NGOs fordern deshalb, für gravierende Arbeitsrechtsverletzungen oder Umweltzerstörungen, die durch deutsche Unternehmen oder Tochterunternehmen hervorgerufen wurden, eine Zuständigkeit deutscher Gerichte zu schaffen. Dies sollte nach unserer Auffassung zumindest auch überprüft werden.

Und wie es sich für eine Sozialdemokratin gehört, möchte ich darauf hinweisen, dass auch starke Betriebsräte einen Beitrag zur Verhinderung von Menschenrechtsverletzungen leisten.

(Lebhafter Beifall bei der SPD und bei den GRÜNEN)

Wir begrüßen daher ausdrücklich das langjährige Engagement des Volkswagen-Konzerns. VW verfügt über einen Weltbetriebsrat, der die Interessen der Beschäftigten weltweit bündelt und vertritt und der auch weltweit dafür sorgt, dass innerhalb des

VW-Konzerns arbeitsrechtliche Bestimmungen eingehalten werden. Wir sind dafür, dass dieses Vorbild Schule macht. Im Ergebnis wollen wir die Arbeitnehmerrechte weltweit stärken.
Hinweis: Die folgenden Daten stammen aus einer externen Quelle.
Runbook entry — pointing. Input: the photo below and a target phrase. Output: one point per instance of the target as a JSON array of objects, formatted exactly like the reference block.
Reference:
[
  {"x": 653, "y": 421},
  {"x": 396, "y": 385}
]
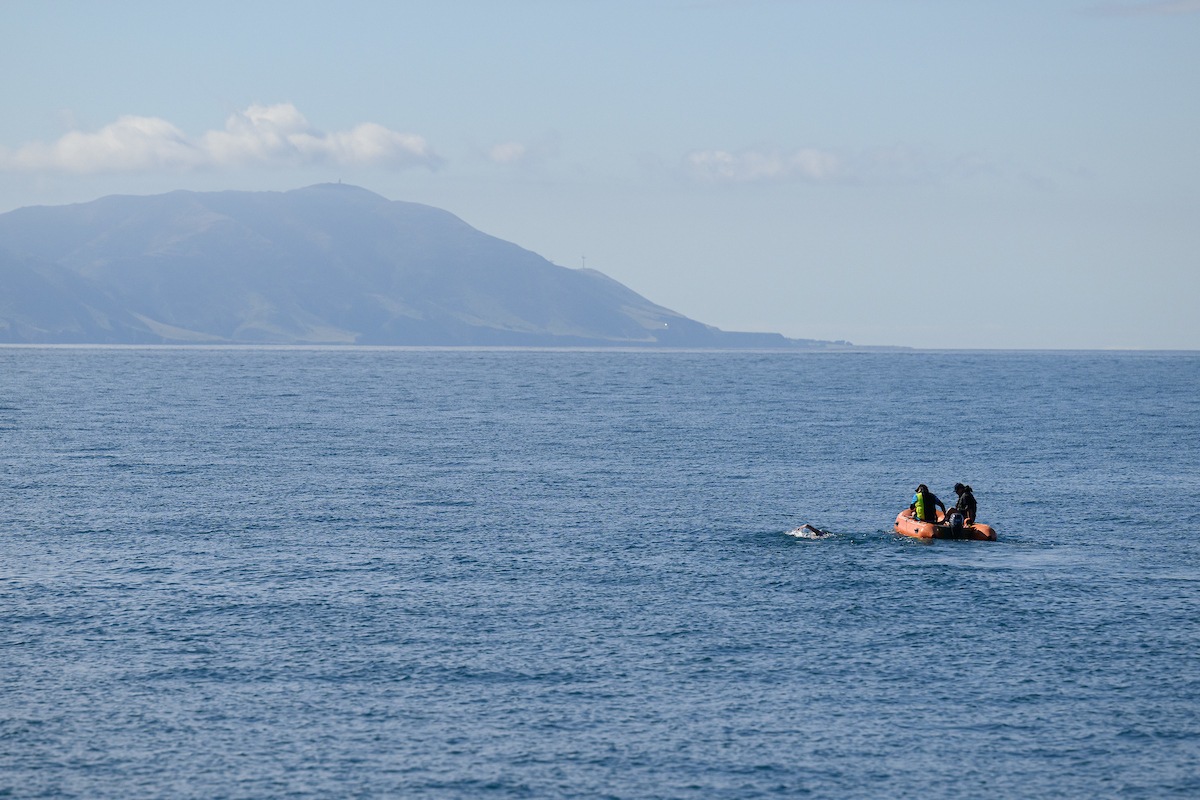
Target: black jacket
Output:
[{"x": 966, "y": 505}]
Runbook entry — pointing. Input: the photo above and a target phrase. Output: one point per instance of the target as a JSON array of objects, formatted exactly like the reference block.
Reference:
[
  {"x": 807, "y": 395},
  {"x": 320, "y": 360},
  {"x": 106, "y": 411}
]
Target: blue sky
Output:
[{"x": 927, "y": 173}]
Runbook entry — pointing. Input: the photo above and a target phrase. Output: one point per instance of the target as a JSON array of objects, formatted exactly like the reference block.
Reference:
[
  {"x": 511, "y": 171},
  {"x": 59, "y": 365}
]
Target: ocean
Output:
[{"x": 256, "y": 572}]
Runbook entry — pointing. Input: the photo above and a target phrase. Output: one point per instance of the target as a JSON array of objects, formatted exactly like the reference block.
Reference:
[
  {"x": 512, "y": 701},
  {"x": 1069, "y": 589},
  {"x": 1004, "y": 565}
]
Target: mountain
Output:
[{"x": 325, "y": 264}]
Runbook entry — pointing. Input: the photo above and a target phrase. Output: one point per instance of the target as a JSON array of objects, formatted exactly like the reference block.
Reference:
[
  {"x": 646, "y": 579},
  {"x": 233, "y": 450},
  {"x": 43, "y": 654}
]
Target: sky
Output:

(Beifall bei der SPD und bei den GRÜNEN)

Wir wollen aber auch hier auf Landesebene Maßnahmen gegen Wirtschafts- und Steuerkriminalität ergreifen - nicht nur mit dem Ankauf von SteuerCDs, den wir ausdrücklich befürworten, sondern auch mit einem gemeinsamen Korruptionsregister der norddeutschen Länder. Langfristig wollen wir ein bundesdeutsches Korruptionsregister. Es darf nämlich nicht sein, dass Unternehmen, die gegen Vergaberegeln verstoßen haben, deren verantwortlich handelnde Personen wegen Bestechung verurteilt worden sind, die mit Schwarzarbeit aufgefallen sind und dergleichen mehr, weiterhin öffentliche Aufträge bekommen.

(Beifall bei der SPD und bei den GRÜNEN)

Wer als Unternehmer das Geld der öffentlichen Hand und damit das Geld der Allgemeinheit, der Steuerzahler haben will, der muss sich auch an Recht und Gesetz halten. Das ist ja wohl das Mindeste! Dementsprechend müssen wir gewährleisten, dass es ein Verzeichnis gibt, das der öffentlichen Hand zeigt, wer die schwarzen Schafe sind. Das kommt im Übrigen vor allem den redlichen Unternehmern zugute.

Sofern nicht in absehbarer Zeit ein bundesweites Korruptionsregister realisiert werden kann, sollten einzelne Länder voranschreiten. Wir fordern die Landesregierung für diesen Fall auf, Verhandlungen mit den übrigen Nordländern aufzunehmen, damit die Korruptionsbekämpfung möglichst effektiv ist.

(Beifall bei der SPD und bei den GRÜNEN)

Abschließend darf ich sagen, dass es unser erklärtes Ziel ist, Wirtschafts- und Finanzkriminalität auf allen Ebenen zu bekämpfen und zu verhindern und für ein gerechtes Wirtschaftssystem zu sorgen. In diesem Sinne wünsche ich uns gute Ausschussberatungen.